Un jaguar reluciente y un monumento olvidado: contradicción en la Plaza de la República

Santiago Moo

CAMPECHE.- En vísperas del V Informe de Gobierno, el centro de la capital suma un nuevo protagonista. A mediados de esta semana, entre la discreción de la noche y sin anuncio público previo, el Poder Ejecutivo estatal instaló una gigantesca escultura de un jaguar en la Plaza de la República, una pieza que reproduce la alegoría utilizada de forma recurrente por la actual administración como parte de su identidad institucional. La obra fue presentada como un homenaje a la riqueza natural y cultural de Campeche, aunque su instalación despertó una percepción muy distinta entre ciudadanos que cuestionaron la colocación de una nueva pieza ornamental en vísperas del V Informe de Gobierno, mientras otros señalaron el contraste con el estado del patrimonio que rodea la plaza. La ceremonia para develar al denominado Guardián de la Selva fue programada para esta tarde con el acompañamiento de la Orquesta Sinfónica de Campeche, mientras la nueva pieza ocupaba el centro de atención en una plaza que conserva pendientes de restauración.

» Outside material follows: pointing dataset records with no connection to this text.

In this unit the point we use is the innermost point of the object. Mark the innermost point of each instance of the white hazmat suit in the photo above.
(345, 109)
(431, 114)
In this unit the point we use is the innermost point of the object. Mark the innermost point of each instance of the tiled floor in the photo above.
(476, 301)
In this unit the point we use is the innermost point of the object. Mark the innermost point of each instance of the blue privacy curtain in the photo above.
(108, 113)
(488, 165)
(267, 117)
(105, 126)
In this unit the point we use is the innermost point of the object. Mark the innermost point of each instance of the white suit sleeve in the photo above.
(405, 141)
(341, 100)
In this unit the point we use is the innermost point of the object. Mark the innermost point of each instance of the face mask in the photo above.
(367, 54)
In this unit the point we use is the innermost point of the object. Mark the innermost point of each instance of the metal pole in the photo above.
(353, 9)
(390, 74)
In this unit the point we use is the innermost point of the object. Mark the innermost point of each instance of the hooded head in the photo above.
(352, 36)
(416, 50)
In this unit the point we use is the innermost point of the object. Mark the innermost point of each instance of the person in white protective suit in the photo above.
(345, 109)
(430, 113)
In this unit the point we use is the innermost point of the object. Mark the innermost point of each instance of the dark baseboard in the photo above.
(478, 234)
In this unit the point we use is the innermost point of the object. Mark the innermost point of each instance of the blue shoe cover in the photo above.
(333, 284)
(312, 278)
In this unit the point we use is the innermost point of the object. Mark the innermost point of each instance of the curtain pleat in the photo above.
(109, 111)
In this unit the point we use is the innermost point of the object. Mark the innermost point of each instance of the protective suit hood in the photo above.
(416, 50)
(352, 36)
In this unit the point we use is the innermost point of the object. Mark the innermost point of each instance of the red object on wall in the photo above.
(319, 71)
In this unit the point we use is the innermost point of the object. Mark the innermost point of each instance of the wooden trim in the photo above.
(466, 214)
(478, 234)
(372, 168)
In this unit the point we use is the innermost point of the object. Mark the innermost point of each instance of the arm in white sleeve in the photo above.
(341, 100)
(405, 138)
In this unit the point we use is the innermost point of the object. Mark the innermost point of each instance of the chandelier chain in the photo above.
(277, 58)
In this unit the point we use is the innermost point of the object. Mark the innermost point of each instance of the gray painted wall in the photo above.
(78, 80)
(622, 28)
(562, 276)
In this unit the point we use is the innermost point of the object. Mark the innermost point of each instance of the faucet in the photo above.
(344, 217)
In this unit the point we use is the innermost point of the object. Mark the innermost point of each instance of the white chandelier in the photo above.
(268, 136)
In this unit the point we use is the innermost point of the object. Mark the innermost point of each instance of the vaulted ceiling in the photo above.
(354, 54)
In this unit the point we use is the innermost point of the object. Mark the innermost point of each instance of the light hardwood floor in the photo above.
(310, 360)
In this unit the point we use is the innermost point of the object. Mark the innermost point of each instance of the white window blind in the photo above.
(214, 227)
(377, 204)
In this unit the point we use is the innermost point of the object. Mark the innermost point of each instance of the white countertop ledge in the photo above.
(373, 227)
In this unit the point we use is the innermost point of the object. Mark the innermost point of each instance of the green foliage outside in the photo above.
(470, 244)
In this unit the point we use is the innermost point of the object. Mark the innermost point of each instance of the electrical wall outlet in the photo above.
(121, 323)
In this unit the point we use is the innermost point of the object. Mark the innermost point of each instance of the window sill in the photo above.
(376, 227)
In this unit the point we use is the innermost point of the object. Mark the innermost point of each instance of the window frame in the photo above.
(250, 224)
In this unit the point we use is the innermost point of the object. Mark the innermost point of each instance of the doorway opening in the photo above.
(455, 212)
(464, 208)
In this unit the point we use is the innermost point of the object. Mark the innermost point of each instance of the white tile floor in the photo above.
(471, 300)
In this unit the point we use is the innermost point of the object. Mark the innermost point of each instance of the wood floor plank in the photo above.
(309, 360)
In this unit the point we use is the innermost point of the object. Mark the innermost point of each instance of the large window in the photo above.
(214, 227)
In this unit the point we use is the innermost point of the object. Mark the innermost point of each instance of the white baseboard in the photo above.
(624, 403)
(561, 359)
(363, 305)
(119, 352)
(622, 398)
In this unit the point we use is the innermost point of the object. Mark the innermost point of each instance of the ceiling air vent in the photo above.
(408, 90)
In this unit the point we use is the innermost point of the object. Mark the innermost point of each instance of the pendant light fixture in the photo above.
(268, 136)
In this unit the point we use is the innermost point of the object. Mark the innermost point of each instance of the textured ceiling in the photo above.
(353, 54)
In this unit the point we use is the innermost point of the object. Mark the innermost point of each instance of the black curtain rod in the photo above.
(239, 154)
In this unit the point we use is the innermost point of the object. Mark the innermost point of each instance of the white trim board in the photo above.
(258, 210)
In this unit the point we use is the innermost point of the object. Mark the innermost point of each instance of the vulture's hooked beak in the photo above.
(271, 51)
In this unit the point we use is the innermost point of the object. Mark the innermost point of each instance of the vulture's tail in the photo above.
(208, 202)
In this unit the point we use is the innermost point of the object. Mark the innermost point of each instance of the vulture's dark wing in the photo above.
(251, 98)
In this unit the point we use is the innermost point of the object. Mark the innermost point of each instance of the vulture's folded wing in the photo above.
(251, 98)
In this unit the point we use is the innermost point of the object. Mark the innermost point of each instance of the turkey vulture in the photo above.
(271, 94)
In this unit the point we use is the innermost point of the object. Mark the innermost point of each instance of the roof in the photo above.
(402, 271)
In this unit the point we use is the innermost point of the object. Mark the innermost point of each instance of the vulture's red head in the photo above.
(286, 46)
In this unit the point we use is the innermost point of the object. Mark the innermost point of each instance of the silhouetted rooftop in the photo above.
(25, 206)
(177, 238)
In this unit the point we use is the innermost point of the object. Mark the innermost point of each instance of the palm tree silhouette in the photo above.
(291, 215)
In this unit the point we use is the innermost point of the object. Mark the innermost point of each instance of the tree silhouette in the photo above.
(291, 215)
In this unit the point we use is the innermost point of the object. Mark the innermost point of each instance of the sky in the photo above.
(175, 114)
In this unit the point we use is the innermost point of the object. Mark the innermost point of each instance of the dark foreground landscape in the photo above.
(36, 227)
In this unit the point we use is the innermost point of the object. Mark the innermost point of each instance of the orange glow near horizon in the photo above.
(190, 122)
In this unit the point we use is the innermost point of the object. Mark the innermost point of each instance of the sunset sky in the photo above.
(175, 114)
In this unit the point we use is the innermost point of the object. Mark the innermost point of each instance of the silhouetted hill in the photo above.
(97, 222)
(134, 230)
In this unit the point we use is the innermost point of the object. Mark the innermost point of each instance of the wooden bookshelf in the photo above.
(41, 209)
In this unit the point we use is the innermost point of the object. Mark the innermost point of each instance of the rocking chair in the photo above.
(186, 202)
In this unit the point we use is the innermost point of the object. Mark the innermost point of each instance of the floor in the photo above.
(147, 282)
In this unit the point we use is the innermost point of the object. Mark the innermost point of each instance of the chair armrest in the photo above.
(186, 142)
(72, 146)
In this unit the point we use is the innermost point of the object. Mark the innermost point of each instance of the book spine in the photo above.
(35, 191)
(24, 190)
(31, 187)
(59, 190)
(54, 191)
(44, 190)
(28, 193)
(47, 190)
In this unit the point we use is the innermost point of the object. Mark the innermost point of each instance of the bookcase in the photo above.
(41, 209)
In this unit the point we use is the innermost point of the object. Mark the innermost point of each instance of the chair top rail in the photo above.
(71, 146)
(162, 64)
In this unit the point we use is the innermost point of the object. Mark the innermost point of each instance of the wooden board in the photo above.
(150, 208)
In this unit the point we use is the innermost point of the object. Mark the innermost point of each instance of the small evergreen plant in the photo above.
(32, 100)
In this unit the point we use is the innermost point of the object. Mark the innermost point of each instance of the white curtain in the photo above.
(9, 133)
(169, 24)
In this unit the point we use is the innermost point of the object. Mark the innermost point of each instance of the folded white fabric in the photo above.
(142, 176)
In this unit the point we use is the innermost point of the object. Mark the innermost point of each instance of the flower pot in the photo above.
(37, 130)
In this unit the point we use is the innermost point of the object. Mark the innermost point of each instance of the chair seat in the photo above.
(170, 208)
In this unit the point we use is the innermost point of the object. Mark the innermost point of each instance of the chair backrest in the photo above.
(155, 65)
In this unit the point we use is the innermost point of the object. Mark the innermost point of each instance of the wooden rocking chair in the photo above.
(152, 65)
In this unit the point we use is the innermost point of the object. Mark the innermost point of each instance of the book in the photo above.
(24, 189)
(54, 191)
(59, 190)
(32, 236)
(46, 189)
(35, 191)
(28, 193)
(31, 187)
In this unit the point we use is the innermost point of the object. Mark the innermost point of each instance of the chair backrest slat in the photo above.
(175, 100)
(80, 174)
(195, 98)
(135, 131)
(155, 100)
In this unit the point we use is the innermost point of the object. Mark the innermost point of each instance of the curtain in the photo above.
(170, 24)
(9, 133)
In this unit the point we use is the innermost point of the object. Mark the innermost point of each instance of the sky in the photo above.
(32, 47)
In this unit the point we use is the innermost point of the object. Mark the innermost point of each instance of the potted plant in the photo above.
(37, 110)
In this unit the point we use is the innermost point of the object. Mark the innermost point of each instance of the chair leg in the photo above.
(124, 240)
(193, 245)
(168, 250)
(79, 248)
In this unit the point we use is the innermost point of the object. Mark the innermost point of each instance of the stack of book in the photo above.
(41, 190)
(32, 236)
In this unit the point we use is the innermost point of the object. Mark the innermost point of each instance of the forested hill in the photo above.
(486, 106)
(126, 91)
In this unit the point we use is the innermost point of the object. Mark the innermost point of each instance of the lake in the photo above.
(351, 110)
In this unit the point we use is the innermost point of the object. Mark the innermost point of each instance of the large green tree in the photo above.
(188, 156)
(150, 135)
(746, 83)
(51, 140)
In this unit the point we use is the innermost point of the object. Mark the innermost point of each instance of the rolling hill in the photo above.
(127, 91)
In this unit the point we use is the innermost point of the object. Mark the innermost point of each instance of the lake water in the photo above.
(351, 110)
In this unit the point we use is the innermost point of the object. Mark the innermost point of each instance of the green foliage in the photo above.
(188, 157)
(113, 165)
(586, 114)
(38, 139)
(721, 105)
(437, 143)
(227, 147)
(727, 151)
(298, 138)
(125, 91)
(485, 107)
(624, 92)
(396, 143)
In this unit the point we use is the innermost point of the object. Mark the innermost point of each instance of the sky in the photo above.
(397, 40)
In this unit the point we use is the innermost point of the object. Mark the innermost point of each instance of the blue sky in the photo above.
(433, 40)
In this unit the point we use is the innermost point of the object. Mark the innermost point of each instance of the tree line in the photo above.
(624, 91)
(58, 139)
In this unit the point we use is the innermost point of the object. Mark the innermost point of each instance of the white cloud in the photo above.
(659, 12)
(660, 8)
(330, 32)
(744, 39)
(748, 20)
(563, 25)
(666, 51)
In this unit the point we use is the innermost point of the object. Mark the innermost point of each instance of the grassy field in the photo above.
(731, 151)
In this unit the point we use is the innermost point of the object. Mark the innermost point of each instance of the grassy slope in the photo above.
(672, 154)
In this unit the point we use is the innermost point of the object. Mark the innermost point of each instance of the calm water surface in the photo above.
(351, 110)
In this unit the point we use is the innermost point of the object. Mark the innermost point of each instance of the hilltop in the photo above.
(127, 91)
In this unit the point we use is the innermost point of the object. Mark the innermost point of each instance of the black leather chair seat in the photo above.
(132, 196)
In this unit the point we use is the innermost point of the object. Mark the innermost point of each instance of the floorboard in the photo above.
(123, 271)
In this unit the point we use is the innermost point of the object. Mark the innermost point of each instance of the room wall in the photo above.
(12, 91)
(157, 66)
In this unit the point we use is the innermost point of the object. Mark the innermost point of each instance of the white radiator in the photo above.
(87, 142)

La controversia alrededor de la instalación no se limita a la aparición de una nueva pieza ornamental para el escenario del informe gubernamental. La verdadera contradicción se encuentra a unos cuantos metros, frente al monumento al Águila, obra emblemática concebida en la década de 1960 por el arquitecto Joaquín Álvarez Ordóñez, referente del modernismo campechano y autor del conjunto cívico que alberga los poderes estatales. A pesar de estar protegida por el Instituto Nacional de Bellas Artes y Literatura (INBAL), la escultura exhibe fracturas visibles, suciedad acumulada y un deterioro que refleja años de falta de mantenimiento.

La presencia simultánea de ambas estructuras exhibe una diferencia difícil de justificar. Mientras recursos públicos, personal y logística se movilizaron con rapidez para colocar una figura alineada con la narrativa del gobierno en funciones, una obra de valor histórico permanece relegada pese a contar con protección oficial. El entorno tampoco escapó a esa transformación. El diseño concebido por Álvarez Ordóñez perdió hace tiempo su característico basamento en forma de “V”, sustituido por una estructura circular con luminarias contemporáneas que alteró de manera irreversible la propuesta arquitectónica original sin que existiera una intervención institucional para impedirlo.

Especialistas en conservación del patrimonio y ciudadanos que han expresado su postura tras la instalación calificaron la intervención como un desacierto estético y patrimonial. La Plaza de la República fue concebida como un conjunto integral cuya armonía dependía del diálogo entre sus elementos. La incorporación de una escultura monumental mientras la obra histórica permanece deteriorada rompe esa composición y pone en evidencia la ausencia de una estrategia consistente para preservar el patrimonio cultural del estado.

La imagen que ofrece hoy el principal centro cívico de Campeche difícilmente pasa inadvertida. De un lado resplandece una escultura recién inaugurada; del otro permanece un monumento histórico protegido por el INBAL que acumula fracturas y abandono. Esa convivencia ha reforzado entre amplios sectores ciudadanos la percepción de que resulta más sencillo inaugurar nuevos símbolos que preservar aquellos que ya forman parte de la historia de la ciudad.